1) Make the entire test operable with a keyboard
Typing tests are built for keyboards—make sure everything around the test is too.
- Ensure all functionality can be reached and executed via keyboard (SC 2.1.1), and that users can always move focus away—no keyboard traps (SC 2.1.2). Common pitfalls: custom modals that don’t return focus, off‑canvas menus that trap Tab, and “start test” buttons that only respond to clicks. (w3.org)
- Practical tips:
- Support Enter/Space for buttons and links built from custom elements.
- Trap focus inside open modals and restore it on close; Esc closes the dialog.
- Keep Tab order logical; avoid tabindex values > 0.
2) Always show a visible focus indicator
On timed tasks, users must see where they are. Provide a high‑contrast, consistent focus style (SC 2.4.7) and ensure it’s not “designed away” by CSS resets; also verify it meets Non‑Text Contrast (SC 1.4.11) where applicable. (w3.org)
Example CSS:
```css
:where(button, [role="button"], a, input, select, textarea):focus-visible {
outline: 3px solid #1e90ff;
outline-offset: 2px;
}
```
3) Time limits you can pause or extend (and warn before expiry)

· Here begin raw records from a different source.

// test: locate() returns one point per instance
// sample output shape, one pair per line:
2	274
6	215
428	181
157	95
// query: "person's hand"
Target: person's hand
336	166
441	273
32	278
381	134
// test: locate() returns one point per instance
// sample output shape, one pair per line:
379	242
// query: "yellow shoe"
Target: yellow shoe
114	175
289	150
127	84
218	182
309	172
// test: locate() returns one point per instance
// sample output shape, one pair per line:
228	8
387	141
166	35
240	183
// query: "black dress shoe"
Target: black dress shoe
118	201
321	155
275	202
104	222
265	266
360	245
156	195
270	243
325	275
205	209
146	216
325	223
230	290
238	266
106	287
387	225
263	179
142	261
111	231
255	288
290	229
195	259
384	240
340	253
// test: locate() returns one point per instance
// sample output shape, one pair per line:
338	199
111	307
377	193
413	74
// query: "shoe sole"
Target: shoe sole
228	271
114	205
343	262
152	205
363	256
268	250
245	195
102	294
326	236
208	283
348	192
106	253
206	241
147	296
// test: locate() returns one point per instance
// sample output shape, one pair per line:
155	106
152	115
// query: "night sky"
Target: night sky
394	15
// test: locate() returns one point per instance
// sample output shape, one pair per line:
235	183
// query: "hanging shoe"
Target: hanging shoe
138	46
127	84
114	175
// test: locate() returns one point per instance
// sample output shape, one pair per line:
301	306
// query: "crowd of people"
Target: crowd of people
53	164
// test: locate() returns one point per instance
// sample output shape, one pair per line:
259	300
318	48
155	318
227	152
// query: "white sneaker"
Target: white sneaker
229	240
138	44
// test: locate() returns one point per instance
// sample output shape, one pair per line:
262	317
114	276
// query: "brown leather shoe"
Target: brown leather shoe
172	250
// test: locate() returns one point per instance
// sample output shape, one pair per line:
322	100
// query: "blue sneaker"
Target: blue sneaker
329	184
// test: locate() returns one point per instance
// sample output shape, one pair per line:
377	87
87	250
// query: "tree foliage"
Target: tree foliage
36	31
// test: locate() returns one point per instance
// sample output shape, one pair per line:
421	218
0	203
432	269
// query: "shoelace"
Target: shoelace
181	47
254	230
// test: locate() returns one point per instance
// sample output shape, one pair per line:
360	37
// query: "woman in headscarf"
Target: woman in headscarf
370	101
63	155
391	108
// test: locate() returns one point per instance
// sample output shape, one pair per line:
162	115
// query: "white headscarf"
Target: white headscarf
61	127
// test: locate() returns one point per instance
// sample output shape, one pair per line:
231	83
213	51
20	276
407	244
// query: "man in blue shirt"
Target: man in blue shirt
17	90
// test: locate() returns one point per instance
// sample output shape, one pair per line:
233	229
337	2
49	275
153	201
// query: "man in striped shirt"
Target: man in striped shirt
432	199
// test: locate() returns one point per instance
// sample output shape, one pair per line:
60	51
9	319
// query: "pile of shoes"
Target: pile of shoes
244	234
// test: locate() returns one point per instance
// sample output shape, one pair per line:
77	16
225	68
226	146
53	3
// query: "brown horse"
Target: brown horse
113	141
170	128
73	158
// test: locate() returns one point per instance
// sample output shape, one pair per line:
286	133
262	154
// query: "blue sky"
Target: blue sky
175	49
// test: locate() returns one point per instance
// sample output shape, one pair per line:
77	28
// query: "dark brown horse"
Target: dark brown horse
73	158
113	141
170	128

WCAG’s Timing Adjustable (SC 2.2.1) lets people finish tasks under time pressure:
- Provide at least one of these: Turn off the time limit, let users adjust it, or offer an extension with a simple action; when you warn users, give them at least 20 seconds and allow extending at least 10 times.
- For typing tests, include Pause/Resume and “+30 seconds” (or similar) actions, and a setting to choose longer default durations before the test starts. (w3.org)
4) Announce timers and errors to assistive tech without hijacking focus
People using screen readers should hear important updates even if focus stays in the typing area.
- Status messages (SC 4.1.3): Announce non‑modal updates like “Timer paused,” “Time extended,” or “10 seconds remaining” using ARIA live regions (role="status" or aria-live="polite"). Avoid announcing every second—reserve announcements for meaningful thresholds. (w3.org)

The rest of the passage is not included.